To the Editor: Frontotemporal dementia is a progressive neurodegenerative disorder that affects the frontal lobes, the anterior temporal lobes, or both, and it commonly afflicts people in middle age.1 The initial presentation of frontotemporal dementia is usually dominated by behavioral and personality changes, and psychosis is an unusual early feature.2 We describe a patient with probable frontotemporal dementia who presented with psychotic symptoms along with personality changes.
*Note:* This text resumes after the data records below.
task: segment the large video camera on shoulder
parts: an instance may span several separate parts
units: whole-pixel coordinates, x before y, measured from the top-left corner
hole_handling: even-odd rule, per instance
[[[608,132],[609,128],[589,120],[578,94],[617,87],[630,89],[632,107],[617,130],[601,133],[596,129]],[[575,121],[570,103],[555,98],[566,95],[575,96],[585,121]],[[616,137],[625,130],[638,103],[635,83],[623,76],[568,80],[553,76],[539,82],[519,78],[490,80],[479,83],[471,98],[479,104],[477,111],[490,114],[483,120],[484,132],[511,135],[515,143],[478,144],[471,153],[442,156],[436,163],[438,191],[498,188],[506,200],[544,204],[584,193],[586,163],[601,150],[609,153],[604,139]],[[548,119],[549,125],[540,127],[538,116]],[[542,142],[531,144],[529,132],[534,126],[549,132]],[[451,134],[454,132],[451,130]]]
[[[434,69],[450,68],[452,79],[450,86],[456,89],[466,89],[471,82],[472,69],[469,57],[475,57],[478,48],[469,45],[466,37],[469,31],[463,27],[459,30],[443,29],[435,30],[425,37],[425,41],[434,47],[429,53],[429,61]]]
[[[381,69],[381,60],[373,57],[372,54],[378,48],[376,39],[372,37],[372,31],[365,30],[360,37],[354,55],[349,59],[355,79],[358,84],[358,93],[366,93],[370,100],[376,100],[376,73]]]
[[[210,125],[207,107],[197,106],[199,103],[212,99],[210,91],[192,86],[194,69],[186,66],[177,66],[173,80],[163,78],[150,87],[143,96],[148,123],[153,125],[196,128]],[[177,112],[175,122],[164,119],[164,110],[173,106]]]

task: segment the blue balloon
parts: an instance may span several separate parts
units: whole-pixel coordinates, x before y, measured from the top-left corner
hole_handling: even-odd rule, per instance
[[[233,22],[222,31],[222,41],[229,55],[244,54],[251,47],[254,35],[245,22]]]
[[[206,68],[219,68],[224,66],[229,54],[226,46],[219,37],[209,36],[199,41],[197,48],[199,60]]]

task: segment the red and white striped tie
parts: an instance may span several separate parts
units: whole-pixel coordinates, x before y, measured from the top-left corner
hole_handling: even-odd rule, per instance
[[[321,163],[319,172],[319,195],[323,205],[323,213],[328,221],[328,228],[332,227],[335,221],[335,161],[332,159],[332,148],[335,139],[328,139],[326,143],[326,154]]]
Mr. A, a 43-year-old white man, was brought to the emergency department by the police after he pulled out an unloaded gun and "fired" it at a neighbor after a brief altercation. When admitted to the psychiatric unit, the patient chuckled that it was a "joke" and tried to underplay the incident. He was not forthcoming during his initial psychiatric evaluation and more information was obtained from his wife. According to her, Mr. A was fired from his job a couple of years ago following an altercation with a colleague. He was noted to get irritable easily and had also become reclusive. He would spend hours sitting in the dark and listening to rock music and would do nothing around the house. Mr. A was also expelled from his golf club after he made sexual overtures toward a woman. He explained this behavior was a "practical joke" and endorsed that people sometimes would not appreciate his sense of humor. Over the last 2 years, he also developed some psychotic symptoms. He felt that people were staring at him and he would in turn stare back at them. While watching TV, he felt that the characters were "looking" at him. He also believed that his family was plotting against him. On the inpatient unit, he was observed to be hyperphagic with a predilection for ice cream.
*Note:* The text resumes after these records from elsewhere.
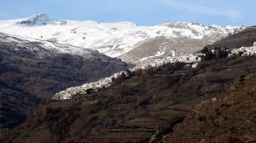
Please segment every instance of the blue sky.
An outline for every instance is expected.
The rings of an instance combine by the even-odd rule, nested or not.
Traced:
[[[0,20],[45,13],[53,20],[129,21],[146,25],[167,21],[256,25],[255,0],[3,0],[0,6]]]

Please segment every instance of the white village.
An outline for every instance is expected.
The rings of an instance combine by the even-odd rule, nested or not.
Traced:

On mental status examination, Mr. A was disheveled, appeared disinterested in the interview, and had an air of indifference about him. He would chuckle and sometimes would laugh out loud for no apparent reason. Although he endorsed a depressed mood, he was unable to elaborate any more symptoms of depression. His speech was interspersed with the stock phrase "no problem," but mostly he displayed a poverty of content of speech. He elaborated referential and persecutory delusions as mentioned above and had grandiose ideas of becoming a rock star. He denied any hallucinations and had no insight into his illness. The patient had no family history of psychiatric or neurologic illness. There was no history of drug and alcohol use. His blood work, including electrolytes, liver/renal function tests, thyroid-stimulating hormone (TSH), rapid plasma reagin, B12, folic acid, and blood counts were noncontributory. His head CT, done as a part of first-episode psychosis work up, showed prominent bifrontal atrophy and minimal bilateral anterior temporal lobe atrophy. His EEG was normal. Mr. A scored 29/30 on Montreal Cognitive Assessment (he lost a point on abstraction).3 On the Frontal Assessment Battery, he scored 15/17, losing a point again on abstraction and lexical fluency.4 Neurologic examination was unremarkable. Based on the typical clinical presentation meeting the consensus criteria for frontotemporal dementia,5 neuroimaging finding and cognitive testing, Mr. A was diagnosed with frontotemporal dementia. Although a single photon emission computerized tomography (SPECT) study was planned, the patient refused further testing. He was treated with quetiapine, 400 mg b.i.d, and divalproex sodium extended release, 1000 mg b.i.d, (valproate level 79 mg/liter). His psychotic symptoms remitted completely on this combination, but he continued to display the facetious affect, indifference, and lack of insight.
The patient in the index case met the core diagnostic features of the consensus guidelines for frontotemporal dementia.5 These include insidious onset and gradual progression, early decline in social interpersonal conduct, early impairment in regulation of personal conduct, early emotional blunting, and early loss of insight. Some of these qualifiers also apply to schizophrenia, and if psychotic features along with negative symptoms dominate the presenting picture, frontotemporal dementia is likely to be misdiagnosed as schizophrenia. Indeed, the literature is dotted with reports of frontotemporal dementia being misdiagnosed as schizophrenia or schizophrenia-like psychosis in the early years of its presentation.2,6—8 In most of these cases, frontotemporal dementia was not diagnosed until several years after the initial diagnosis of a psychotic disorder. In addition to schizophrenia, the social disinhibition and facile euphoria of frontotemporal dementia can also be misconstrued for bipolar disorder.6 Thus, a clinician needs to have a high index of suspicion for diagnosing frontotemporal dementia. Frontotemporal dementia usually presents in the age range of 35—75 years old, and its earlier age of onset, compared to other types of dementia such as Alzheimer’s dementia, may preclude a clinician from exploring the possibility of frontotemporal dementia in relatively younger patients.9 Moreover, sociopathic behavior (as in the index case) among patients with frontotemporal dementia is well-documented,10 and when occurring in the setting of other symptoms of frontal lobe damage, should prompt further investigation into this disorder. Neuroimaging, especially functional neuroimaging, increases the sensitivity of diagnosing frontotemporal dementia,1 but this may not be available everywhere. Hence, there is a need to develop more neurocognitive tools which can capture this diagnosis.